Antik kentin şifresi çözüldü: 2 kilometrelik surları gün yüzüne çıkıyor

Derebağ Mahallesi’nde yer alan, Klasik, Helenistik ve Roma periyotlarına ilişkin yapıların bulunduğu antik kentte, birçok alanda yapılan hafriyatlarda gün yüzüne çıkarılan eserler ziyaretçilerin ilgisini çekiyor.
Karia bölgesinin iç bölümlerinin en eski yerleşim yerlerinden biri olarak öne çıkan, surlarla çevrilmiş Hyllarima, tiyatro, meclis binası, agora üzere değerli yapıları bünyesinde barındırıyor.
Kenti çevreleyen sur kalıntıları önümüzdeki devirde korunarak onarımı yapılıp kültür turizmine kazandırılarak ziyaretçilerin seyahat alanları ortasında yerini alacak.
Kazı Lideri Prof. Dr. Bekir Özer, antik kentin tarihin her devrinde Anadolu’dan yahut kıyılardan gelen tehditlere karşı savunulması gereken bir yer olduğunu söyledi.
Bunu Hitit devrinden itibaren arkeolojik olarak, tarihi açıdan belgeleyebildiklerini belirten Özer, “Burası yüksek bir kaya kütlesi üzerinde yer alıyor. Buranın sakinleri kenti milattan evvel 4. yüzyılda Asar Zirve’den bu tarafa taşımaya karar verdikleri vakit yüksek surlarla çevrili ve güvenliği sağlanmış bir yerleşim planlanmış. Birkaç yıldır yürüttüğümüz hafriyat ve araştırmalar sonucunda milattan evvel 4. yüzyılda başlayan sur inşaatının 3. yüzyıl başlarında devam ettiğini görüyoruz. Bilhassa kentin doğu yarısında yer yer 4-5 metreyi bulan sur yüksekliğiyle savunma sistemi, sur duvarları ve kuleleriyle epeyce âlâ korunmuş durumda” diye konuştu.
Özer, sur duvarlarının yaklaşık 2 kilometre uzunluğunda olduğunu tespit ettiklerini ancak bunun süreçte değişebileceğini kaydetti.

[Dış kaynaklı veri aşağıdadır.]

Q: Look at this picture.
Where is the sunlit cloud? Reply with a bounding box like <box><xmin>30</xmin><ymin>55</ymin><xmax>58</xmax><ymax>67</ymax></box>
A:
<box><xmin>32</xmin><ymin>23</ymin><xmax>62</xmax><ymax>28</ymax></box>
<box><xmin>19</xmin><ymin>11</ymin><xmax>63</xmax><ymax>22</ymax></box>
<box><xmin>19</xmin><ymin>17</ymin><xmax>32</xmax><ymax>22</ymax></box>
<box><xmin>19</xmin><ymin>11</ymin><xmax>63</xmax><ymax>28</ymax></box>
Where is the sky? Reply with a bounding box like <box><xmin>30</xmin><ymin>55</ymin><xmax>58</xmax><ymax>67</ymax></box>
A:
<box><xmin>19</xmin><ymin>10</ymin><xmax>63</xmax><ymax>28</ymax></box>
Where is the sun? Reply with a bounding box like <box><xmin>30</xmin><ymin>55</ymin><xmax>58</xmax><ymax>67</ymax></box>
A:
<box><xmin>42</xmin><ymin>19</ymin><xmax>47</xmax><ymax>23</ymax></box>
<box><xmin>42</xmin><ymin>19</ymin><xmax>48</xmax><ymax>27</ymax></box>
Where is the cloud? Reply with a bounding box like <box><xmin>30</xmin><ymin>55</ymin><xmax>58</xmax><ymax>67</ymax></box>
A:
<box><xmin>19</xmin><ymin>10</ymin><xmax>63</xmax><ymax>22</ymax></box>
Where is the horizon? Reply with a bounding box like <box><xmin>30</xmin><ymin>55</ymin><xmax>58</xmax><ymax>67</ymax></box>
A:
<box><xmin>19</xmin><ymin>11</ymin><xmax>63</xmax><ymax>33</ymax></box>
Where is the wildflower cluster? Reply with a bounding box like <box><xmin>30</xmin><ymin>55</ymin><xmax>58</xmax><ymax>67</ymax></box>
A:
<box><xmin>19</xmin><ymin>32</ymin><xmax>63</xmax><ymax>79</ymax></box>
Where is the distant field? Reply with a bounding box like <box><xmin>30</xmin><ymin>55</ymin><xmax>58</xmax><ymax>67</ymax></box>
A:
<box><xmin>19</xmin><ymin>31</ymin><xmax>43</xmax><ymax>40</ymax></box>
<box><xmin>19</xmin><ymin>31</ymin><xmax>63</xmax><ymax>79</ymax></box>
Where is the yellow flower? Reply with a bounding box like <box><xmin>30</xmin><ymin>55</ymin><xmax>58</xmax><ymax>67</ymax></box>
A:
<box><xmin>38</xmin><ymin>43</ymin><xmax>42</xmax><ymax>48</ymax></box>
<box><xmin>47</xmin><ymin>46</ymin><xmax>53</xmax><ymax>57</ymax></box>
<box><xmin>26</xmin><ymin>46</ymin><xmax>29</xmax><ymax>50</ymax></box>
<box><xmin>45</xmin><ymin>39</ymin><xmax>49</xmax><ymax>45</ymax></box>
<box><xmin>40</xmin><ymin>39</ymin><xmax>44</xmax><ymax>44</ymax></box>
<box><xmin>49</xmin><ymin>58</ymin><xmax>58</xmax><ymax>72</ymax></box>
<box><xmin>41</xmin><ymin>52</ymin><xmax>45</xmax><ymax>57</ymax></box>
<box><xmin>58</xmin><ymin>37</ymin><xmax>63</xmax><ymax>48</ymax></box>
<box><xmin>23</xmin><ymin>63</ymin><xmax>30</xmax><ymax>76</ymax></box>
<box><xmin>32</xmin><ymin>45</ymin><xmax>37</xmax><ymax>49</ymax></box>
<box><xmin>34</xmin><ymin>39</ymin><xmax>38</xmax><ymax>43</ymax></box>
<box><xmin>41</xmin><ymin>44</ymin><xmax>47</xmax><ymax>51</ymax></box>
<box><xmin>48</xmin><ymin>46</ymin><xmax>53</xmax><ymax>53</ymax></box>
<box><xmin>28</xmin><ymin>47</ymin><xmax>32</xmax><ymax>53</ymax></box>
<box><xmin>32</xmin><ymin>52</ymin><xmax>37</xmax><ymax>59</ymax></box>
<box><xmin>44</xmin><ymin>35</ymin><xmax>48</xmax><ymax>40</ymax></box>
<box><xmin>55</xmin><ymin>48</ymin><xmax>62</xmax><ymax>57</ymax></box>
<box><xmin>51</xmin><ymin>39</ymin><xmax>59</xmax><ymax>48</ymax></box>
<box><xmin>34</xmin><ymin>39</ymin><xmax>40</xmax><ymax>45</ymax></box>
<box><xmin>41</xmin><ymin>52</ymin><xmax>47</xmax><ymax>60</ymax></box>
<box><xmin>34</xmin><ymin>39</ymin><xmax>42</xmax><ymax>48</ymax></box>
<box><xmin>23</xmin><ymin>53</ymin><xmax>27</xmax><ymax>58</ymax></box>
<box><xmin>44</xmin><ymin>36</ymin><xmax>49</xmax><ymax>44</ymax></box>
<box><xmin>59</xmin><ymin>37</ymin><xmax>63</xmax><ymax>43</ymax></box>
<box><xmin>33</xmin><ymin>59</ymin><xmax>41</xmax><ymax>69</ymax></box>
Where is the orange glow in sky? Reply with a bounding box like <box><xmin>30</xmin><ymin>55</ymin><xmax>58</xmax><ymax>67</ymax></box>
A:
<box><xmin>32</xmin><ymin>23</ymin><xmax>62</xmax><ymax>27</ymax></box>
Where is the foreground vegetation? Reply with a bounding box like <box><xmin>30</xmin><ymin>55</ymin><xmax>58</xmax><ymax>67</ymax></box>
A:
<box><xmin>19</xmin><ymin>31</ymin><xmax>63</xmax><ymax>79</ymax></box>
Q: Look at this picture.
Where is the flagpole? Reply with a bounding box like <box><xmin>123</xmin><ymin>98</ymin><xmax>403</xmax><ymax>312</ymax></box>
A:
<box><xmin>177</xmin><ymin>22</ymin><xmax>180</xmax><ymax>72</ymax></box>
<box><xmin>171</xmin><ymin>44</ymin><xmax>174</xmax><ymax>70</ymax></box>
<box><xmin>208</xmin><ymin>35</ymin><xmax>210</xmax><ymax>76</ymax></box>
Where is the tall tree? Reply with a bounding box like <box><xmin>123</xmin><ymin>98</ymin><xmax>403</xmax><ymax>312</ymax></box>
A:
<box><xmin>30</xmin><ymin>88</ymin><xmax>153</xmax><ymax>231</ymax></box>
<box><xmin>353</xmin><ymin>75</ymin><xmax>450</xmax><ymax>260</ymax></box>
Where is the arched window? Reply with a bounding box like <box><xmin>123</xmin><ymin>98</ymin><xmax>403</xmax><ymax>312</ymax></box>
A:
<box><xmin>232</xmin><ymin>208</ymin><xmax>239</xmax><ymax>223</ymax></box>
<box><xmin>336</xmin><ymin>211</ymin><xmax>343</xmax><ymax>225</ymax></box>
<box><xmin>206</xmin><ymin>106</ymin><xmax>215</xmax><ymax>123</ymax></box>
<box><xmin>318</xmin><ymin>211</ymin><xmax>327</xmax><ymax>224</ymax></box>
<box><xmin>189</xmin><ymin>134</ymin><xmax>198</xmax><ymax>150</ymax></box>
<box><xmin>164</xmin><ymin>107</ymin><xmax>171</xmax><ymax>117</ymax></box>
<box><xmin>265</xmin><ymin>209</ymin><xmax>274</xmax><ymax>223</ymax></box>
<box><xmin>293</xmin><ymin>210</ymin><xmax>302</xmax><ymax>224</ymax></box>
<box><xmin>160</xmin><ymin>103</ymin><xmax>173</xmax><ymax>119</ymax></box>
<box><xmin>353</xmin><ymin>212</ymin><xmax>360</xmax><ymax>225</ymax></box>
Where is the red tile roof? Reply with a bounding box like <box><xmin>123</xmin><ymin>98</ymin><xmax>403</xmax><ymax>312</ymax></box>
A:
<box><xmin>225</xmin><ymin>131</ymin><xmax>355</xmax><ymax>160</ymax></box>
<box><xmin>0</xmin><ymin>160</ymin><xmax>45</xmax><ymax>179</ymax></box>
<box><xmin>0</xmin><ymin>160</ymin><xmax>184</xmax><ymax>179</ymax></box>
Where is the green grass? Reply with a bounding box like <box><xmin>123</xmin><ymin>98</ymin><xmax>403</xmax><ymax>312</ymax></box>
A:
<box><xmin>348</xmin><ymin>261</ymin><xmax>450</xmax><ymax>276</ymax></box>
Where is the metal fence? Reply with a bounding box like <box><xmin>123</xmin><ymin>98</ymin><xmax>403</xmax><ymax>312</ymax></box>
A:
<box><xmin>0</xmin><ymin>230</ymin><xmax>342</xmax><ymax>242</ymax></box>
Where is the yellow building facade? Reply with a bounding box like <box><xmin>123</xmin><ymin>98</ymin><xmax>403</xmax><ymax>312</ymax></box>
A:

O periyotta Karyalıların bu coğrafyada güçlü savunma sistemine sahip bir kenti olması gerektiğini vurgulayan Özer, bunun için Hyllarima’yı seçtiklerini lisana getirdi.
“Bazı noktalardaki kuleler ve sur kalıntıları restore edilecek”
Sur duvarlarında ve yapı elemanlarında kullanılan materyallerin özgün olduğuna işaret eden Özer, şöyle konuştu:
“Kentin doğusunda mermer kaynağına yakın olan yerlerde temel taşları mermerden inşa edilmiş ancak mermer kaynağına uzak olan noktalarda ise temelde kentin inşa edildiği kaya kütlesinden kesilen taşlarla surlar inşa edilmiş. Yani farklı teknikler kullanılmış. Bu taşların Hyllarima Antik Kenti’ne kimlik kazandıran bir öge olduğunu düşünüyoruz zira bu taşları almak için açtıkları ocaklar yahut alanlar kentin ömür, işlik yahut caddeleri olarak planlanmış. Hasebiyle hangi taş kaynağı yakınsa duvarlar o halde oluşturulmuş.”
İlerleyen süreçte kimi noktalardaki kuleler ve sur kalıntılarını restore etmeyi planladıklarını anlatan Özer, “Bazı noktalarda ise sur duvarlarını yepyeni, yıkılmış biçimiyle bırakmayı planlıyoruz. Gayemiz alana gelen ziyaretçilerin hayal güçlerini zenginleştirmek” dedi.
Özer, kente kimlik kazandıran en kıymetli ögelerden birinin de şimdi kazmadan bile görebildikleri Helenistik ve Roma periyotlarını gösteren özgün sokak sınırları olduğunu kelamlarına ekledi.